I’ve explained before that the students I work with are quite low academically. They are also sheltered in their community which is threaded with negativity and lives that are ‘good enough.’ It’s not very often I hear an adult motivating a child to be whatever they want, or to travel anywhere outside of the province, or to truly succeed. There are extremely few positive role models in this community. And I see the effects of this deficit every day in my class room.
I have one student who tells me, without fail, every time a task is put to her, “Miss! I can’t do this! I’m dumb!”….”I’m too stupid to figure this out!” So I am honest with her, “No, you’re not dumb, you’re not stupid, what you are being right now, though, is lazy.” She will laugh and admit to me that she was listening to my instructions, or to me at all, or that she hadn’t read the question yet, etc… And I’m not lying to her, she is NOT dumb, she is NOT stupid….But somewhere along the line, some one, or some people, told her or made her feel that she was.

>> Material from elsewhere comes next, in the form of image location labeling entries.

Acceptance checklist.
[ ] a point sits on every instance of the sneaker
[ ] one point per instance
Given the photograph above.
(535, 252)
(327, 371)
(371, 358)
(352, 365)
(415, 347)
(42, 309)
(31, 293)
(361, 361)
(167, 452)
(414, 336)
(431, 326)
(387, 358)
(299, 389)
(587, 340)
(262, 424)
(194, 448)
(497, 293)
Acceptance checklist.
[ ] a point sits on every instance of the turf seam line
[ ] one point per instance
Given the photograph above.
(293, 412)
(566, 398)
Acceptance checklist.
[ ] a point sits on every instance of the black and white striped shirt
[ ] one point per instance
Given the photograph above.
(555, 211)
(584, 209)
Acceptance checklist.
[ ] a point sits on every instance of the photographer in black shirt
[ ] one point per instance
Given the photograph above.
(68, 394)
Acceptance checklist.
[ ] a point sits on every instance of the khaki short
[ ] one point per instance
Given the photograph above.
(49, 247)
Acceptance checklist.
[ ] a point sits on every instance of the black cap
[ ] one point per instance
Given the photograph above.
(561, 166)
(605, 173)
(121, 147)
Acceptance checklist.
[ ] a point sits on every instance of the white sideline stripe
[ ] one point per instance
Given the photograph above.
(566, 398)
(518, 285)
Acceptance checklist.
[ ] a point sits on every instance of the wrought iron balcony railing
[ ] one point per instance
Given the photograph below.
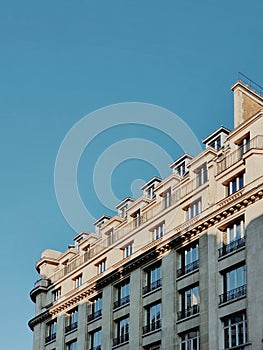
(188, 312)
(94, 315)
(233, 294)
(50, 337)
(121, 339)
(71, 326)
(152, 286)
(97, 347)
(121, 302)
(153, 326)
(234, 157)
(232, 246)
(188, 268)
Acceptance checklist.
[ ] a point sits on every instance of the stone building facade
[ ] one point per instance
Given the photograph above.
(178, 268)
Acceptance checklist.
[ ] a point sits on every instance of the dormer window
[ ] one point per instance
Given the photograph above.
(243, 145)
(123, 207)
(148, 188)
(201, 175)
(167, 198)
(137, 218)
(215, 143)
(180, 165)
(217, 138)
(100, 222)
(150, 193)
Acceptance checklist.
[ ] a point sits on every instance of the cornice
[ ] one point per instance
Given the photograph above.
(182, 233)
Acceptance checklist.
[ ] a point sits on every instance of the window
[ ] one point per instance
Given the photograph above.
(78, 281)
(235, 184)
(102, 266)
(235, 330)
(95, 340)
(153, 318)
(201, 175)
(150, 192)
(124, 212)
(167, 199)
(109, 234)
(71, 345)
(243, 145)
(234, 284)
(158, 231)
(189, 259)
(71, 320)
(215, 143)
(153, 278)
(51, 330)
(122, 294)
(194, 209)
(128, 250)
(190, 340)
(181, 169)
(137, 219)
(56, 294)
(155, 346)
(190, 301)
(121, 331)
(233, 237)
(96, 307)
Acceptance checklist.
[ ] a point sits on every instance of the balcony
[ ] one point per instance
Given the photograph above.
(153, 326)
(188, 268)
(188, 312)
(71, 327)
(121, 339)
(94, 315)
(152, 286)
(233, 294)
(232, 246)
(50, 337)
(121, 302)
(234, 157)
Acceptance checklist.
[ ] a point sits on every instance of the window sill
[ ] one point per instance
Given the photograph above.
(187, 318)
(231, 253)
(119, 345)
(152, 291)
(187, 274)
(121, 307)
(246, 346)
(232, 301)
(71, 331)
(152, 332)
(94, 319)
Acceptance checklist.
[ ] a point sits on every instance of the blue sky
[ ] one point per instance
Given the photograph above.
(61, 60)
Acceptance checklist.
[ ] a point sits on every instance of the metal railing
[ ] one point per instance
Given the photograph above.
(188, 312)
(121, 339)
(233, 294)
(71, 326)
(251, 84)
(102, 244)
(97, 347)
(234, 157)
(50, 337)
(94, 315)
(121, 302)
(232, 246)
(153, 326)
(152, 286)
(188, 268)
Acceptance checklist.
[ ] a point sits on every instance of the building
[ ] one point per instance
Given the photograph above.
(178, 268)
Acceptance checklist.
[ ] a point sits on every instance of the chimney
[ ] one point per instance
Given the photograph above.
(247, 102)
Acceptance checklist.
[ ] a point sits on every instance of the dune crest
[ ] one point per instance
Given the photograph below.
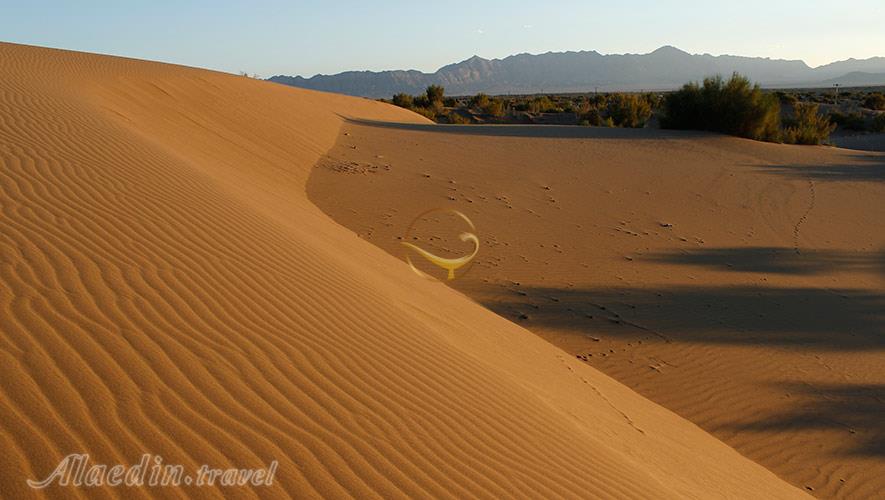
(166, 287)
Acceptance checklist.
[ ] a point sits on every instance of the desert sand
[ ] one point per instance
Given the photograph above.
(740, 284)
(167, 287)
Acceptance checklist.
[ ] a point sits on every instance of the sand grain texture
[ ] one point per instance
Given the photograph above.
(166, 287)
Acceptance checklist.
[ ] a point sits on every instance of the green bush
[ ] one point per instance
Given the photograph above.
(733, 107)
(875, 101)
(593, 116)
(479, 101)
(808, 126)
(542, 104)
(426, 112)
(403, 100)
(435, 94)
(456, 118)
(629, 110)
(494, 107)
(421, 101)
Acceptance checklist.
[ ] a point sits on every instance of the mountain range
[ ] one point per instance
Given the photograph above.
(665, 68)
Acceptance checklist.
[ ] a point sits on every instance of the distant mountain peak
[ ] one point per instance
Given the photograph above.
(667, 67)
(669, 49)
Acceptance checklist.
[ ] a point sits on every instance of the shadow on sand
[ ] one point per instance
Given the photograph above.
(864, 168)
(856, 409)
(775, 260)
(541, 131)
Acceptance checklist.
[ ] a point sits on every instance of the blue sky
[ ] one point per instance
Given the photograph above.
(275, 37)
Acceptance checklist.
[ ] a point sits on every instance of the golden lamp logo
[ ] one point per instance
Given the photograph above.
(448, 264)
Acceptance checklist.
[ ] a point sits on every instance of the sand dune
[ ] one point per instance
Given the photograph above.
(740, 284)
(166, 287)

How do I change that? We’ve now been in the same class together for 7 months, and this continues to be a daily occurrence. We all hope to affect the lives of our students in a positive way, and sometimes I don’t feel like I’m making that difference.

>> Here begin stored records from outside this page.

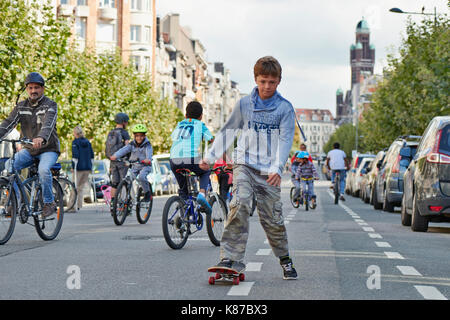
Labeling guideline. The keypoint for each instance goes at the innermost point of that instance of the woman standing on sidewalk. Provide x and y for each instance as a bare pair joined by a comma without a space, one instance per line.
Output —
82,156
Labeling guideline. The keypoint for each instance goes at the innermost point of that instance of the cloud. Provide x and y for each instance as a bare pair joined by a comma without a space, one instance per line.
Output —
311,39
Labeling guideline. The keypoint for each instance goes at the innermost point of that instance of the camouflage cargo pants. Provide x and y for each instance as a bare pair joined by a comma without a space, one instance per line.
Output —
234,240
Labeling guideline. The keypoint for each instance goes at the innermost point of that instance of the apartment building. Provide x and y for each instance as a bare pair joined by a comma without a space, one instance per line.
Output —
104,25
318,125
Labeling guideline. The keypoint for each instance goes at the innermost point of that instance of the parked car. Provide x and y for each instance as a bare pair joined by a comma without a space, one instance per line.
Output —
360,173
389,181
426,196
349,182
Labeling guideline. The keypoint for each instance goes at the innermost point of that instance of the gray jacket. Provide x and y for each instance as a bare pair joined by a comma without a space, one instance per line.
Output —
37,120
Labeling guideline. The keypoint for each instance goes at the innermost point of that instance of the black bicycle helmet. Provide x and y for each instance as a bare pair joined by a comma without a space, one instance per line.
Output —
34,77
121,118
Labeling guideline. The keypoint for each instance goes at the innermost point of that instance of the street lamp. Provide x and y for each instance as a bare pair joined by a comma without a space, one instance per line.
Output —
397,10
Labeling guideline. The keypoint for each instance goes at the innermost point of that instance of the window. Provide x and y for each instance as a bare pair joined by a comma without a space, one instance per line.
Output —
147,65
147,34
80,28
106,32
135,34
107,4
136,60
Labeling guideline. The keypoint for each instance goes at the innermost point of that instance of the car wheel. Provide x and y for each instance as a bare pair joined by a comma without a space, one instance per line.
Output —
406,218
418,222
387,206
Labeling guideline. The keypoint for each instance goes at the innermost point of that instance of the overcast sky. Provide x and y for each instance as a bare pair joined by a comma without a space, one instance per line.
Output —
311,39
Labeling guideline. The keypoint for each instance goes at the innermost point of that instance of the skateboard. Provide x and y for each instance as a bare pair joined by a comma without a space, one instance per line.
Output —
226,275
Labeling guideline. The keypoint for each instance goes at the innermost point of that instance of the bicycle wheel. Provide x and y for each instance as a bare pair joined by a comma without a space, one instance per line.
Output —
215,222
8,211
49,227
143,209
70,193
175,227
121,205
295,204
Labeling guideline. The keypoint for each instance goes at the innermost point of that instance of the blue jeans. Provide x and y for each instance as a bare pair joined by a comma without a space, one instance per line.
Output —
343,176
46,160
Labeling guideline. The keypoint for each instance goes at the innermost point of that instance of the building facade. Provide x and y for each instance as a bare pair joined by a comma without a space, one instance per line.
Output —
318,125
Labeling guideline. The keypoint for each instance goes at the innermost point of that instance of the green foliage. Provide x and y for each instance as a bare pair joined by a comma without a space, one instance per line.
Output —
88,89
415,88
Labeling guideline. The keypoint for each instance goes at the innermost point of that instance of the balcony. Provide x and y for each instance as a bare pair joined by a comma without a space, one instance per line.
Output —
107,13
82,11
65,10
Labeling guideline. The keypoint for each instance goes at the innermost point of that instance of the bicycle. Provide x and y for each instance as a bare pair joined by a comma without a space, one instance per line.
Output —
336,186
306,196
23,198
68,187
179,215
129,197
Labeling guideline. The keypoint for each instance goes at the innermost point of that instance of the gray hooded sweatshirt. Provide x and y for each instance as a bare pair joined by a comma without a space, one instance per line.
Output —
265,130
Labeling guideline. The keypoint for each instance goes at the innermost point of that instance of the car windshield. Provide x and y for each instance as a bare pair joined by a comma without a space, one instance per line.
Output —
444,145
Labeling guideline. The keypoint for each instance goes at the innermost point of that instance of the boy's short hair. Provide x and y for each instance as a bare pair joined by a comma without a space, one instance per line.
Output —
194,110
267,66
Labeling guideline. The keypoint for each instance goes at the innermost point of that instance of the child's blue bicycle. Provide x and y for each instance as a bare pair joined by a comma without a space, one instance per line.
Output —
181,216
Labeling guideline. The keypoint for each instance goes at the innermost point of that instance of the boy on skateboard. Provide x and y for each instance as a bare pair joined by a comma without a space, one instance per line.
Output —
267,122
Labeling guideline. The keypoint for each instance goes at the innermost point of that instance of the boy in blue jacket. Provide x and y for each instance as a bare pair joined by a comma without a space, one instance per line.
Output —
140,150
267,122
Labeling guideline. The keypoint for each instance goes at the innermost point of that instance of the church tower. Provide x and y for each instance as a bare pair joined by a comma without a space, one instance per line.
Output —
362,54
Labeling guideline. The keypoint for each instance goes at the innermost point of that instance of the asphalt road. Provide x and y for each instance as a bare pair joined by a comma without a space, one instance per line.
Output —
341,252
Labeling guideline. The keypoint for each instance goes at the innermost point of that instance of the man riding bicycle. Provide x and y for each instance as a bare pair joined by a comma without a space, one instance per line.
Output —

In February, we had a leadership week at school. People came from within the community, within the school, and some even traveled the provinces, to come and talk with the students about how to be successful. How to move up. How to do well in school. And my kids goofed off almost the whole time.

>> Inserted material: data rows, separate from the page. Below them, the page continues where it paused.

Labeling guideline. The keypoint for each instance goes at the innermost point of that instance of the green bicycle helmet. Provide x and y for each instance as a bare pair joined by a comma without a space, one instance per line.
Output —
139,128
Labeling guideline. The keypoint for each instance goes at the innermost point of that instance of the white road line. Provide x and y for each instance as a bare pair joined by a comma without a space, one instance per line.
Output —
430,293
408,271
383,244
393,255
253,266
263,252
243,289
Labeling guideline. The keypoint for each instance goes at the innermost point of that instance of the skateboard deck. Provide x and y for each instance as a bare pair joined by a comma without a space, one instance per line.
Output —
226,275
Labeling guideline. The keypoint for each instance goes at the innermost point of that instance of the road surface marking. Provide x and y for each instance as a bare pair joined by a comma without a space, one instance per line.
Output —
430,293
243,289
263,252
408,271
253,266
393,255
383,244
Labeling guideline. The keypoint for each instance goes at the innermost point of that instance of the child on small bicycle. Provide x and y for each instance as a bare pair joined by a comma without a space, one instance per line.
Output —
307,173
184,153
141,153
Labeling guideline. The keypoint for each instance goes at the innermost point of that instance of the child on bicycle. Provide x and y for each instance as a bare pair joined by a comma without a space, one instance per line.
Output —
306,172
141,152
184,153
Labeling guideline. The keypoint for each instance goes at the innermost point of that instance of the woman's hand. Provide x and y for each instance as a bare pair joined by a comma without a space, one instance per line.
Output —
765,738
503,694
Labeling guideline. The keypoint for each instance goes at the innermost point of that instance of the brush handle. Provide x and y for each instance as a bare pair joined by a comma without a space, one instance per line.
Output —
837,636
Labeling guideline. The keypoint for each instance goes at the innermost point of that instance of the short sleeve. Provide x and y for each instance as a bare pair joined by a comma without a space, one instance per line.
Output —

One of the speakers was a friend of a friend of mine, who I had never met in person, but watched her compete on a national TV show a few years ago, and I was star struck. She was in my classroom, took complete ownership of her activities and the conversations. One of the activities was to get the students to stand up in front of their peers (just Jr. High, maybe 30 students total) say their name, their birthday, and one thing they like.
What was the point of that? You may ask. The point was simple. Speak in front of your peers. That’s it, that’s all. It might seem simple to the rest of us; stand up, project your voice, speak clearly, speak slower than normal, look at your audience.
It was a struggle. 3 students refused to even stand up, even when friends, teachers, and the activity leaders encouraged them and offered to stand with them and support them. This concerned me. It wasn’t as though we were trying to have them present an elaborate speech about the vast research topic.
As a person who has never had an issue with public speaking, even as a child, I didn’t know how to make these kids feel comfortable, safe, confident.
After the students left for break, Linsay stayed behind and I asked her about this. She suggested something that seemed so simple! I was boggled that I hadn’t thought of it already.
“Affirmations,” she stated, “Read positive affirmations every day with them. Let me know in June if you notice a difference.”
You guys, I’ve been super stoked about this! I immediately whipped out my phone and clicked on my cyber-best-friend…Pinterest. Hooolllehhhh! There are SO many resources out there about affirmations for different ages, life situations, feelings, etc. I saved them all to my phone.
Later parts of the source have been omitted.